Methods. An interactive, user-friendly, real time text-survey assessment of bedtime routines was developed and administered to 50 families with preschool age children. The assessment was delivered for 5 consecutive nights and it involved open-ended and closed questions about that night’s routine. Anonymised feedback, response and retention rates and other insight information were collected.
Results. The text survey was perceived positively with an average score of 4.5 out of 5 for overall experience. There was an overall response rate of 87%, much higher than conventional questionnaire-based assessments. Finally, retention rates were good with every participant replying to the text-survey at least 3 out of 5 nights resulting in an average of 40 unique data points per participant throughout the duration of the study. There were no dropouts during the study. Conclusion. The text-survey assessment delivered to participant’s mobile phones was successful for assessing bedtime routines, it was perceived positively, causing minimum disruption.
As digital technologies become increasingly entangled with society and space, digital methods for researching social lives, spatial processes and contemporary cultures are growing in popularity. This includes social media methods, digital ethnography, data science, geographic information science and digital humanities research. Yet, the data generated through digital methods often interfaces with, supplements or complements the critical concerns of well-established non-digital methods such as ethnography or interviews, visual methods and textual analysis. This dialogue between different kinds of data, methods and tools can be at once productive tool for critical research and difficult to navigate into a coherent analysis.
This presentation discusses the capacities and pitfalls of combining digital and non-digital data for social and spatial research. It explores some of the techniques and tools that can be used to cross the digital/non-digital divide. It considers how the interrelationship between theory and method in research design and analysis is of paramount importance, and how experimentation can be a useful tool for charting paths across the divide. Finally, it discusses different strategies for presenting mixed data in research, including textual and visual strategies for explanation.
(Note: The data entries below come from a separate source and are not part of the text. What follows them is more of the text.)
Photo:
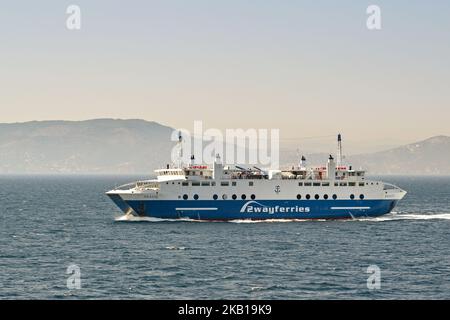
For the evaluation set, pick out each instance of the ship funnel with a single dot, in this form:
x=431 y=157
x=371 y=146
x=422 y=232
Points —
x=331 y=168
x=303 y=162
x=339 y=151
x=218 y=168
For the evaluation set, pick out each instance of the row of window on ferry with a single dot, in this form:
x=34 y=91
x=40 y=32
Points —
x=250 y=183
x=253 y=197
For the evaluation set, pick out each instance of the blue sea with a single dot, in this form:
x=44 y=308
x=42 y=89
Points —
x=49 y=223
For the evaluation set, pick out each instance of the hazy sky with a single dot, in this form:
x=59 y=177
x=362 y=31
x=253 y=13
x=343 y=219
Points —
x=310 y=68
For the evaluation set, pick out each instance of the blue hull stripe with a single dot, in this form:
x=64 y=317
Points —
x=260 y=209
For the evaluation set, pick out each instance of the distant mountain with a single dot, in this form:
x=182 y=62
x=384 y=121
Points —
x=428 y=157
x=92 y=146
x=138 y=146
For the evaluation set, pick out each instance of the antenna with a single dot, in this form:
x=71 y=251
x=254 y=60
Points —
x=339 y=154
x=180 y=152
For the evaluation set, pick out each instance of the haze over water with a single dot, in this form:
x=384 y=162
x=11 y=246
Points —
x=51 y=222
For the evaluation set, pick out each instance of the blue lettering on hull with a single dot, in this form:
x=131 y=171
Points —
x=261 y=209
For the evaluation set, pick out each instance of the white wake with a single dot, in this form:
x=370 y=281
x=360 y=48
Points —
x=388 y=217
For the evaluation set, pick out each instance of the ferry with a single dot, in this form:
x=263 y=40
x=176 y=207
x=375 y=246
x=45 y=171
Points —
x=220 y=192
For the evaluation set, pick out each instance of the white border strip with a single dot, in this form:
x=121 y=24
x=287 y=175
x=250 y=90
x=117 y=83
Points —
x=195 y=209
x=350 y=208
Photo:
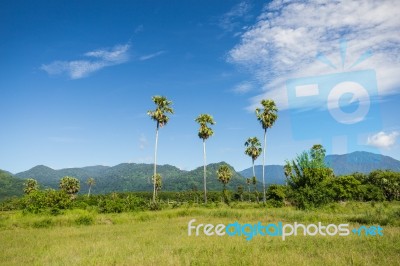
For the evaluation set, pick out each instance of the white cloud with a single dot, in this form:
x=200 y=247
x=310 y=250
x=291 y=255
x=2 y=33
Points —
x=142 y=142
x=243 y=88
x=288 y=35
x=150 y=56
x=383 y=140
x=139 y=28
x=230 y=21
x=99 y=59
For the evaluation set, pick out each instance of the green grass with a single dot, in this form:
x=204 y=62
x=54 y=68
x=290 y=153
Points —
x=79 y=237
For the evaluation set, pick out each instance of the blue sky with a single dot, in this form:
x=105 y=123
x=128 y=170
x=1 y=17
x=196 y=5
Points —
x=77 y=78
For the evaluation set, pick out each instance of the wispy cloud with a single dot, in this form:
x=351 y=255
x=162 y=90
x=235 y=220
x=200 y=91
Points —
x=288 y=35
x=94 y=61
x=150 y=56
x=243 y=88
x=65 y=140
x=383 y=140
x=232 y=19
x=139 y=28
x=142 y=142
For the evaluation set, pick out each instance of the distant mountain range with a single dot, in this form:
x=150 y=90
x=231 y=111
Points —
x=134 y=177
x=359 y=161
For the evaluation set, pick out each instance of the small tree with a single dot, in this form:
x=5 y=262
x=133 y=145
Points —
x=70 y=185
x=91 y=182
x=30 y=186
x=224 y=176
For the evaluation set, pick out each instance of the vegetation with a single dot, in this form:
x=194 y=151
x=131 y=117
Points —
x=30 y=186
x=85 y=237
x=163 y=107
x=70 y=185
x=91 y=182
x=204 y=133
x=253 y=150
x=10 y=186
x=224 y=176
x=267 y=117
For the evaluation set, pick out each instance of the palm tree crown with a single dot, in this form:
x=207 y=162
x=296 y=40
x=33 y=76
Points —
x=224 y=174
x=253 y=148
x=204 y=131
x=163 y=107
x=268 y=115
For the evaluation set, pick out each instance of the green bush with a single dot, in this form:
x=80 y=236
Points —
x=84 y=220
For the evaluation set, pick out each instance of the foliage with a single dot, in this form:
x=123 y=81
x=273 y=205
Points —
x=163 y=107
x=91 y=182
x=253 y=148
x=30 y=186
x=205 y=131
x=308 y=179
x=267 y=117
x=70 y=185
x=268 y=114
x=50 y=199
x=10 y=186
x=224 y=176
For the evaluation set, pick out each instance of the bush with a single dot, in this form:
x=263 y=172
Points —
x=38 y=201
x=84 y=220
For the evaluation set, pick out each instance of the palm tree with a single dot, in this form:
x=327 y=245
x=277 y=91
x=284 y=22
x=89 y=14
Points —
x=254 y=181
x=204 y=133
x=91 y=183
x=158 y=183
x=253 y=150
x=159 y=115
x=70 y=185
x=267 y=117
x=248 y=181
x=224 y=176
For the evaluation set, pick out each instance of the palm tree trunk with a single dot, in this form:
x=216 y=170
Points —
x=265 y=144
x=205 y=177
x=254 y=173
x=155 y=165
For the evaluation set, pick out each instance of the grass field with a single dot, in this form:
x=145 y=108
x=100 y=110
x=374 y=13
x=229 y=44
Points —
x=80 y=237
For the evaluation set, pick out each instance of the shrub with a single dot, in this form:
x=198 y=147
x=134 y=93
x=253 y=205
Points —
x=84 y=220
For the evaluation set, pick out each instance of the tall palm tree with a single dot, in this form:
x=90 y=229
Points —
x=248 y=181
x=91 y=183
x=204 y=133
x=267 y=117
x=253 y=150
x=163 y=106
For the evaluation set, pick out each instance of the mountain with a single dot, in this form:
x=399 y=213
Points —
x=359 y=161
x=10 y=186
x=132 y=177
x=273 y=174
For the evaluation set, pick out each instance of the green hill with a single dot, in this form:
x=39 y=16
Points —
x=10 y=186
x=132 y=177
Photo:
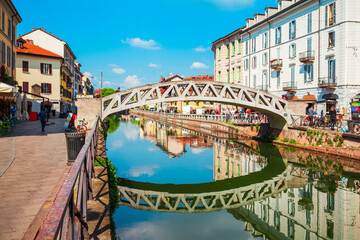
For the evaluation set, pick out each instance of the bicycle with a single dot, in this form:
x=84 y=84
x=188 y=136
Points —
x=81 y=128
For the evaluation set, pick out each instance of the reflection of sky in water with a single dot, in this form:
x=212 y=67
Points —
x=141 y=160
x=136 y=224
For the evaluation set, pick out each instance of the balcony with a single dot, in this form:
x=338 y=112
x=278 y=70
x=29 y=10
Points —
x=327 y=82
x=276 y=64
x=289 y=86
x=307 y=57
x=264 y=88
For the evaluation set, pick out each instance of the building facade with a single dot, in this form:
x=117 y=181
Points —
x=9 y=19
x=299 y=48
x=38 y=72
x=53 y=43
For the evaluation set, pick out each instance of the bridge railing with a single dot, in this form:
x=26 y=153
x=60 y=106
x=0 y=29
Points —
x=67 y=218
x=340 y=125
x=253 y=118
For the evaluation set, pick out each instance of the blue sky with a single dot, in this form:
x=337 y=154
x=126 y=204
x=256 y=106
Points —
x=135 y=42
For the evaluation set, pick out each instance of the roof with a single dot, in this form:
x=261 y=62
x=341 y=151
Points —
x=31 y=49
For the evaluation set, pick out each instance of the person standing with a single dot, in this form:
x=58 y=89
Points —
x=311 y=115
x=42 y=118
x=332 y=114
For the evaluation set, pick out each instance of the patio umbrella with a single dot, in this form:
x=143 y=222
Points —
x=24 y=108
x=18 y=114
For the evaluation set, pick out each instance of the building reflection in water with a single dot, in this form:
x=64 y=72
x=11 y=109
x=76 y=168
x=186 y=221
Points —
x=172 y=140
x=321 y=204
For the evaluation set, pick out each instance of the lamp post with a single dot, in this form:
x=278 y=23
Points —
x=101 y=104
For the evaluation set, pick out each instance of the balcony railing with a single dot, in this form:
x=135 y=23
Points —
x=308 y=56
x=289 y=86
x=262 y=87
x=276 y=63
x=327 y=82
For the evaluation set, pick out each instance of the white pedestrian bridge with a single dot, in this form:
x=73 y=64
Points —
x=275 y=108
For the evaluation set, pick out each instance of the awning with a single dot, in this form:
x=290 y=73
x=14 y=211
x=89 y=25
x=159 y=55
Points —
x=46 y=103
x=7 y=90
x=330 y=96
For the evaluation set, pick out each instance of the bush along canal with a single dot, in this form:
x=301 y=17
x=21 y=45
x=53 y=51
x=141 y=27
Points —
x=180 y=182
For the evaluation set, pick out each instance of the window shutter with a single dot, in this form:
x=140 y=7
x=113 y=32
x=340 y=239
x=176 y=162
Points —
x=26 y=86
x=326 y=15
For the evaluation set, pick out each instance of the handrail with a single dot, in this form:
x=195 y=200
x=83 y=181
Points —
x=67 y=217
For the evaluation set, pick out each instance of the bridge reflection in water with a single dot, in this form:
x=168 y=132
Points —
x=276 y=200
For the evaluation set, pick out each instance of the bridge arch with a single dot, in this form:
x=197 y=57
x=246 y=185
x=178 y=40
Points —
x=218 y=92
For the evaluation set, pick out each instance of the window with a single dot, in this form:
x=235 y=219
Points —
x=278 y=78
x=332 y=71
x=331 y=39
x=45 y=88
x=265 y=60
x=292 y=68
x=45 y=68
x=265 y=40
x=309 y=22
x=330 y=14
x=253 y=45
x=3 y=21
x=26 y=86
x=292 y=30
x=308 y=73
x=25 y=66
x=8 y=56
x=278 y=35
x=3 y=57
x=9 y=28
x=292 y=51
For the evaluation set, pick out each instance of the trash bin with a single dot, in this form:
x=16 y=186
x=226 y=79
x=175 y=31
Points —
x=74 y=143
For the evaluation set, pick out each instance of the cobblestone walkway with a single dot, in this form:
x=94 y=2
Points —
x=40 y=161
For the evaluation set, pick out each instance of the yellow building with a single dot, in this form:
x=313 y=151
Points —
x=9 y=19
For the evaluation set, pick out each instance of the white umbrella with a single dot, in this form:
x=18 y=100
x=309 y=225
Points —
x=18 y=106
x=24 y=108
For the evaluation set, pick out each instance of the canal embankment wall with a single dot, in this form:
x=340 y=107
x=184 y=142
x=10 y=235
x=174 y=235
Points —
x=327 y=142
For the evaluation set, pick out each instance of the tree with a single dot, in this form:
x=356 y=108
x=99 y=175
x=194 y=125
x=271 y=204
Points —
x=108 y=91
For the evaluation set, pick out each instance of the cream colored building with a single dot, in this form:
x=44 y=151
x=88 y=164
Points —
x=9 y=20
x=38 y=72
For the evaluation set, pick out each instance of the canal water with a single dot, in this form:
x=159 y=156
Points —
x=177 y=183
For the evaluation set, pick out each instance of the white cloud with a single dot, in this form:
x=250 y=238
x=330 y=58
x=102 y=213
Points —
x=143 y=170
x=153 y=65
x=231 y=4
x=116 y=69
x=201 y=49
x=131 y=81
x=137 y=42
x=199 y=65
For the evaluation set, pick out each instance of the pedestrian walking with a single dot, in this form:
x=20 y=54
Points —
x=311 y=115
x=332 y=114
x=42 y=118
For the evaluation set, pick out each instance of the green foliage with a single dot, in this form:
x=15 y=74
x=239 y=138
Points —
x=107 y=91
x=113 y=190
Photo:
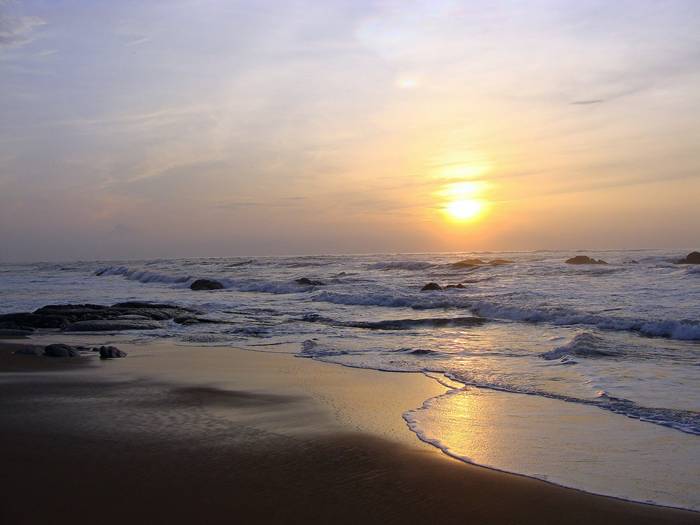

Sofia Eleftheriadou - 'Measuring students' collaborative problem solving skills: a computer-based approach'
Students’ cognitive and non-cognitive skills are being assessed -formally and informally- every day at local, national and international level. The Programme for International Student Assessment (PISA) survey measures the performance of about half a million 15-year-old students in science, maths and reading from about 70 countries and economies worldwide. In 2015, taking advantage of the rapid developments of digital technologies, PISA developed an assessment of collaborative problem solving (CPS) skills for the first time. Compared to paper-and-pencil tests, this is an online, computer-based assessment in which students face some problem solving scenarios were they have to collaborate with other students. The latter are not human but computer agents who are pre-programmed to simulate human interaction. This study aims to explore how reliable and valid is the PISA CPS assessment, how it is associated with students’ performance in science, maths and reading and how students actually complete this assessment, using a mixed-methods approach.